Effects of sod-2 and sod-3 on reproductive capacity and postembryonic development
We measured times of postembryonic development (Fig. 2A) and rates of egg-laying (Fig. 2B) in all mutants as measures of health. Compared with N2, postembryonic times (from egg to adult) of sod-2, gas-1, and mev-1 were increased and fecundities were decreased. However, lengths of the reproductive periods (from adult to sterile) were decreased in sod-2 and mev-1, but increased in gas-1 (Fig. 2A). sod-2 did not alter the times of postembryonic development of gas-1 and mev-1 but did decrease their reproductive capacities (Fig. 2B). sod-3 did not affect the development or fecundity of gas-1, mev-1, or isp-1 (data not shown).

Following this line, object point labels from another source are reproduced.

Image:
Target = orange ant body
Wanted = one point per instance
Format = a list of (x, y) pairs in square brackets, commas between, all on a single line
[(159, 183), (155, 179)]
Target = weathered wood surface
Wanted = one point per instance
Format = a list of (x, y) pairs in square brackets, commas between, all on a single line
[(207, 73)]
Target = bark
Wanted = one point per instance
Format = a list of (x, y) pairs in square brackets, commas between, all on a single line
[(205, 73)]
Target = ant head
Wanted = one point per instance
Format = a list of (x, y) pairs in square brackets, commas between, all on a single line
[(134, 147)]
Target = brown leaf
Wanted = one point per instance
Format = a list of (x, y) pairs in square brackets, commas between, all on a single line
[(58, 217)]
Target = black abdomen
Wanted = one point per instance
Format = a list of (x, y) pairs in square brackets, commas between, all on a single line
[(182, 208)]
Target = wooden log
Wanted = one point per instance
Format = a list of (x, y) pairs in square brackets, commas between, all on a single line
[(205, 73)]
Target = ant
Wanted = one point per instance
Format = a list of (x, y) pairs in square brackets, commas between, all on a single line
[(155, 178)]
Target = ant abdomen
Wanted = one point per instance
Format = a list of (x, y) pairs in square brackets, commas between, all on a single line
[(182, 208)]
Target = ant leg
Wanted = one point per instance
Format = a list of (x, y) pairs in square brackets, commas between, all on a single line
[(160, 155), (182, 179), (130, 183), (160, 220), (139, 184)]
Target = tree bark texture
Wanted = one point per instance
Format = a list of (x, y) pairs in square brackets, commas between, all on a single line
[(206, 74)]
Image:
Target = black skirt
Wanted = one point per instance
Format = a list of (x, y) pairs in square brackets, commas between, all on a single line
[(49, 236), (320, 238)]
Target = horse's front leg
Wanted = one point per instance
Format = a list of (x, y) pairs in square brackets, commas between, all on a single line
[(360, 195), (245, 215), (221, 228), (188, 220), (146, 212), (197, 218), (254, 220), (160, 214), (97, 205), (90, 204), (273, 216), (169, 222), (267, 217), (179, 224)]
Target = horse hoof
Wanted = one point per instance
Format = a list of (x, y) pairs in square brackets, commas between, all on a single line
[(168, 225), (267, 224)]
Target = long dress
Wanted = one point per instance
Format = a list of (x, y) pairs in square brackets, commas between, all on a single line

Effects of sod-2 and sod-3 on respiration and electron transport chain function
Compared with N2, the complex I-dependent state 3 oxidative phosphorylation capacity was significantly decreased in sod-2 but not in sod-3 animals (Fig. 3A,B). No additional effect on respiration was seen in sod-2;sod-3 compared with sod-2. Complex I respiratory capacity was less in sod-2;gas-1 than in either single mutation alone (Fig. 3A). Complex II-dependent respiration was unchanged in the sod mutants (3B). Respiration in other mitochondrial mutants was as previously described (Ishii et al., 1998; Kayser et al., 2001). State 4 respirations were identical to N2 in all mutants (data not shown). Because of the specific decreased complex I-dependent respiratory capacity of sod-2, we next examined specific enzymatic activities of the electron transport chain.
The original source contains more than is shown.